High Patient Responsibility

Due to limited coverage policies, pharmacogenetic testing often has high out-of-pocket costs for patients. This surprises patients and reduces willingness to consent to testing their provider recommends.

To overcome reimbursement difficulties, PGx testing labs leverage prior authorization, peer-to-peer consults, test bundling and patient counseling to aid payment success.

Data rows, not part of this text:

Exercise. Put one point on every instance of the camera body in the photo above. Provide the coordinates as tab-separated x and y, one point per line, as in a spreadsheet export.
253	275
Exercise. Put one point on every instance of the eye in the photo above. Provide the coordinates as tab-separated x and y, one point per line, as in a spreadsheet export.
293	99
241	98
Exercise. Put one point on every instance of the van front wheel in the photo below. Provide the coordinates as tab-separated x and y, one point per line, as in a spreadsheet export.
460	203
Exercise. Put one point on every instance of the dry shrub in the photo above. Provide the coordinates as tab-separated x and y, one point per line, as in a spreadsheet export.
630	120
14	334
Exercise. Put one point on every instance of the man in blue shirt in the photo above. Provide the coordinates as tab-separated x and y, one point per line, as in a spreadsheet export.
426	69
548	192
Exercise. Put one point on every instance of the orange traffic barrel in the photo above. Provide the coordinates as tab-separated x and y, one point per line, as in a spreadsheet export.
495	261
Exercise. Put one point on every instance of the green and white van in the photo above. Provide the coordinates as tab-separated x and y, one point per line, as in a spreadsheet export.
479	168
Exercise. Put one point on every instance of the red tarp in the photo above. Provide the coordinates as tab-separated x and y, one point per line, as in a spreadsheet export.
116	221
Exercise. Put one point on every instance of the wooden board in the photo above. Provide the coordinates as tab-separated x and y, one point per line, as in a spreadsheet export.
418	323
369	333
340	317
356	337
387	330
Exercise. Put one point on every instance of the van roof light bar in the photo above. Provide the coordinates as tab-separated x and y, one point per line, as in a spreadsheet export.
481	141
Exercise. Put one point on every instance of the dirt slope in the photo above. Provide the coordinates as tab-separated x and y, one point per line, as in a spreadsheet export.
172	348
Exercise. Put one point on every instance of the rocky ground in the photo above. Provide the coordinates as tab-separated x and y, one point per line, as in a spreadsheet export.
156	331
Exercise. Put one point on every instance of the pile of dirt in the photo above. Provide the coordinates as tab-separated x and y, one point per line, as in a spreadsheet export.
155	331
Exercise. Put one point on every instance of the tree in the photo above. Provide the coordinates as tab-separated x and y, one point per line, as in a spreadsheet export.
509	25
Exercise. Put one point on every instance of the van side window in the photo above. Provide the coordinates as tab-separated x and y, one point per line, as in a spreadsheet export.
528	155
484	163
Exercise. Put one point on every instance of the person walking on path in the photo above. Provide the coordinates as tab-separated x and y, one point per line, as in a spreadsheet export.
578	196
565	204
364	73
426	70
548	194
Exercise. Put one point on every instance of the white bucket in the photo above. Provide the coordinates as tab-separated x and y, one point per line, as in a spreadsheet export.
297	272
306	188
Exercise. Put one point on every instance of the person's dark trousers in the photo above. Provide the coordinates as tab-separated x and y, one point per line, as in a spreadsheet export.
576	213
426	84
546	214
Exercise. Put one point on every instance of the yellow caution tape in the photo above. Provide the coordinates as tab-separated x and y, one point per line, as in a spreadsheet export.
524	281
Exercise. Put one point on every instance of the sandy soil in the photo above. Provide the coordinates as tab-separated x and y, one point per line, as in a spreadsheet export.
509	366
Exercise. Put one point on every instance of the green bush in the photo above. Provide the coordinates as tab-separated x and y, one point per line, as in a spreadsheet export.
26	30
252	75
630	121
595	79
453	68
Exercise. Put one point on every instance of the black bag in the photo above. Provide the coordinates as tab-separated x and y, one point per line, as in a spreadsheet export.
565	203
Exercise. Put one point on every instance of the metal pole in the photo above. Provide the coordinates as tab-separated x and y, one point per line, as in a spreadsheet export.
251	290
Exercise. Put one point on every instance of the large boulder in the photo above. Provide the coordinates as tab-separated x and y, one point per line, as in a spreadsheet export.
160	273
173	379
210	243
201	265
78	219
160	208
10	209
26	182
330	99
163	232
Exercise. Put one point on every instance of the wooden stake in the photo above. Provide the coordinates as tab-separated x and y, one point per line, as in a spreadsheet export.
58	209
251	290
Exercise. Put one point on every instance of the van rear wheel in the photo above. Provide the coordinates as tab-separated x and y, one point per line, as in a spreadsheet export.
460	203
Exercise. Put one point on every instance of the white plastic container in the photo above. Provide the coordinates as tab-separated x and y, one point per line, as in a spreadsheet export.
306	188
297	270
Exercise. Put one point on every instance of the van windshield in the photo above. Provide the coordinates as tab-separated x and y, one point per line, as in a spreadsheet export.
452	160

Labs should be aware of evolving considerations around PGx test coding:

Code Stacking Clarity

Clear payer policies are still emerging on how PGx panels can be coded – stacking multiple CPTs vs one bundled panel code to avoid rejected claims. Open communication with payers is important.

Advances in Testing

As PGx technical capabilities advance with next generation sequencing, new types of tests will continually emerge requiring new CPT codes to be established by the AMA.

ICD-10 Links

Links between PGx tests and correlated ICD-10 diagnosis codes are still developing. Savvy test-diagnosis coding maximizes payer acceptance.

Increased Scrutiny

As PGx becomes more prominent, payers are tightening policies on coverage criteria and documentation requirements for pharmacogenetic testing reimbursement.

By staying abreast of evolving payer expectations, coverage determinations and coding specifics, labs can improve their pharmacogenomic test reimbursement success.